Retrospective cohort study and biobanking of patients treated for hemangioma in childhood – telomeres as biomarker of aging and radiation exposure
Purpose: Cohorts allowing joint epidemiological and biological analyses are essential for radiation risk assessment. The French Hemangioma Cohort (FHC), studied within the European project EpiRadBio, is one of the rare cohorts suitable for studying the effect of low dose radiation exposure (<100 mGy at organs), with a long-term follow-up. This highly homogeneous cohort consists of healthy individuals belonging to a normal population, except for the presence of skin hemangioma (age at exposure: between 6 months and 3 years of age). Published epidemiological studies have demonstrated that the risk of developing cancer is three times higher in the exposed individuals than in the general population. Here, we present the biobanking of samples (nucleated blood cells, cytogenetic slides of T and B lymphocytes) from the FHC and a primary feasibility study of biomarker analysis focusing on mean telomere length (MTL). Telomeres act as an internal clock, regulating the lifetime of the cell by their shortening during cell division. MTL is thus a biomarker of age. Many in vitro studies have linked MTL and radiosensitivity. The FHC will make it possible to discriminate between the effects of aging and radiation on this biomarker.
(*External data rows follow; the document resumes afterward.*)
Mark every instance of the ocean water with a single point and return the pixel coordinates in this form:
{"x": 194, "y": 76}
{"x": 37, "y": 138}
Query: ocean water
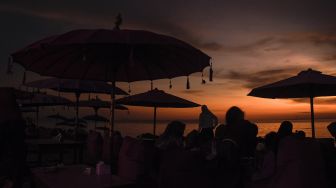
{"x": 134, "y": 129}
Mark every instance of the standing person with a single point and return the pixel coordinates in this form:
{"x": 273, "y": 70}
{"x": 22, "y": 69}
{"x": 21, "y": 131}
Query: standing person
{"x": 207, "y": 120}
{"x": 12, "y": 135}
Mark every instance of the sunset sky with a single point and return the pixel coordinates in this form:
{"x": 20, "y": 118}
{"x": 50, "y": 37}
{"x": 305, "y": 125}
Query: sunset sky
{"x": 252, "y": 43}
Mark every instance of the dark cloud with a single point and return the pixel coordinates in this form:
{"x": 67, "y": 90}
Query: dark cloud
{"x": 255, "y": 79}
{"x": 193, "y": 92}
{"x": 137, "y": 18}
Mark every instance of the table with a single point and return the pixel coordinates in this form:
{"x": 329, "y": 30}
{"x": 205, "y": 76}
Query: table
{"x": 74, "y": 177}
{"x": 55, "y": 145}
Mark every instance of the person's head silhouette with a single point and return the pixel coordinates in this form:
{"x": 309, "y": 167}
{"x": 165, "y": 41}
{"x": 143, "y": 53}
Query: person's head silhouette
{"x": 234, "y": 115}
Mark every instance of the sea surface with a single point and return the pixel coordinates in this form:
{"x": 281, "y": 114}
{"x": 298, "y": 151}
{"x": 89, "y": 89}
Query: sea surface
{"x": 134, "y": 129}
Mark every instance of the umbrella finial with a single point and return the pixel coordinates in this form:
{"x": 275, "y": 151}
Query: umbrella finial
{"x": 10, "y": 65}
{"x": 203, "y": 81}
{"x": 118, "y": 22}
{"x": 188, "y": 83}
{"x": 24, "y": 78}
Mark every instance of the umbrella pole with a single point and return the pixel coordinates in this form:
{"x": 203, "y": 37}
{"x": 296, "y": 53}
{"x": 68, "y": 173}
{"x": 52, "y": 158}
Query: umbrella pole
{"x": 37, "y": 111}
{"x": 312, "y": 116}
{"x": 154, "y": 127}
{"x": 77, "y": 123}
{"x": 96, "y": 114}
{"x": 112, "y": 114}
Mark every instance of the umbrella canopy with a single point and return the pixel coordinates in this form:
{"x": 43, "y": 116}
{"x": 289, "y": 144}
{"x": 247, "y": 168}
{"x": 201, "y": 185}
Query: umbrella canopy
{"x": 98, "y": 103}
{"x": 70, "y": 124}
{"x": 40, "y": 99}
{"x": 157, "y": 99}
{"x": 112, "y": 55}
{"x": 307, "y": 84}
{"x": 57, "y": 116}
{"x": 95, "y": 118}
{"x": 75, "y": 86}
{"x": 27, "y": 110}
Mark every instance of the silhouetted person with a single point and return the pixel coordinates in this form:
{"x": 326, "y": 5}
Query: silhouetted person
{"x": 267, "y": 168}
{"x": 285, "y": 129}
{"x": 207, "y": 120}
{"x": 332, "y": 129}
{"x": 12, "y": 135}
{"x": 172, "y": 137}
{"x": 300, "y": 134}
{"x": 192, "y": 140}
{"x": 243, "y": 132}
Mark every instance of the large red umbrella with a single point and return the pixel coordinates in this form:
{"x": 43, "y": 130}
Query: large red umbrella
{"x": 40, "y": 99}
{"x": 75, "y": 86}
{"x": 157, "y": 99}
{"x": 307, "y": 84}
{"x": 112, "y": 55}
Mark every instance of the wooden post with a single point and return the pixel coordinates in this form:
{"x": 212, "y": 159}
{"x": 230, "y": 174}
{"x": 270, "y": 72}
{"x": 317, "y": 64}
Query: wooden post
{"x": 112, "y": 114}
{"x": 312, "y": 116}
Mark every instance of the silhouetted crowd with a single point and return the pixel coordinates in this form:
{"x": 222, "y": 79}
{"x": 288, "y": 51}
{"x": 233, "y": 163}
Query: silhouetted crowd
{"x": 225, "y": 155}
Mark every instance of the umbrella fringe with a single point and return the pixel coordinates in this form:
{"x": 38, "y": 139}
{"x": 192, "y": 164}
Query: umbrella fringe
{"x": 24, "y": 78}
{"x": 203, "y": 81}
{"x": 10, "y": 65}
{"x": 211, "y": 72}
{"x": 188, "y": 83}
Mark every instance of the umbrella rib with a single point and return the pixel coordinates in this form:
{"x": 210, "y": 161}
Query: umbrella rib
{"x": 52, "y": 64}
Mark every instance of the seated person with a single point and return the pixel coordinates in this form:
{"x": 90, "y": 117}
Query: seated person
{"x": 172, "y": 137}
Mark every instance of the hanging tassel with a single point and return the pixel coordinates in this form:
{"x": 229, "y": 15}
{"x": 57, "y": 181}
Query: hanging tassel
{"x": 188, "y": 84}
{"x": 211, "y": 73}
{"x": 10, "y": 65}
{"x": 24, "y": 78}
{"x": 84, "y": 57}
{"x": 203, "y": 81}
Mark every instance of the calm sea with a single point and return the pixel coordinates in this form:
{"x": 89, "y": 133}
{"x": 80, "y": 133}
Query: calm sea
{"x": 135, "y": 128}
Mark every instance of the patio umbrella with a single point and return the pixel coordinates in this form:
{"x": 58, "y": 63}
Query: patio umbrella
{"x": 75, "y": 86}
{"x": 57, "y": 116}
{"x": 157, "y": 99}
{"x": 39, "y": 100}
{"x": 27, "y": 110}
{"x": 70, "y": 124}
{"x": 95, "y": 118}
{"x": 96, "y": 104}
{"x": 307, "y": 84}
{"x": 112, "y": 55}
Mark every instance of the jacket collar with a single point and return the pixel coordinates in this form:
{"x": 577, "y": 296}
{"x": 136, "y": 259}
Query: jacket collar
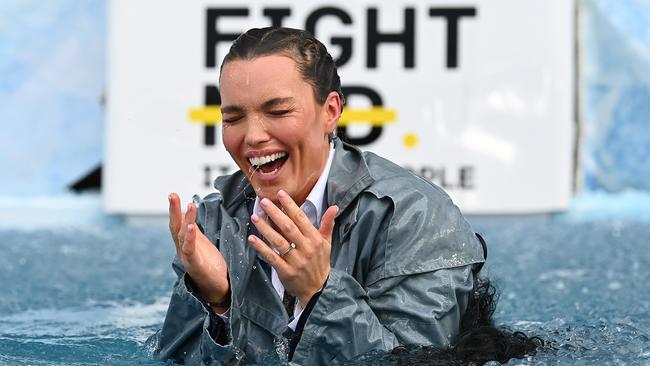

Conclusion: The establishment of a biobank of essentially healthy individuals (369 in total), exposed 40–70 years before, during their early childhood, is a logistical challenge. Even among those who previously participated to a self-questionnaire based study, the response rate was only 30%. The first biomarker to be studied was the MTL to discriminate age effects from those of radiation exposure. MTL showed significant variation within age groups (4–11 kb) in both the exposed and non-exposed groups. MTL within the limited age window (i.e. 40–73 year) examined, showed age-dependent changes of 46 bp/year, consistent with the age-dependent decline of 41 bp/year previously reported. We observed no significant changes in MTL according to the average active bone marrow dose. However, we were able to demonstrate that exposure to radiation causes the loss of cells with, on average, shorter telomeres, by applying a model in which both the heterogeneity of the individual dose received at the bone marrow and the heterogeneity of the intercellular distribution of MTL were taken into account.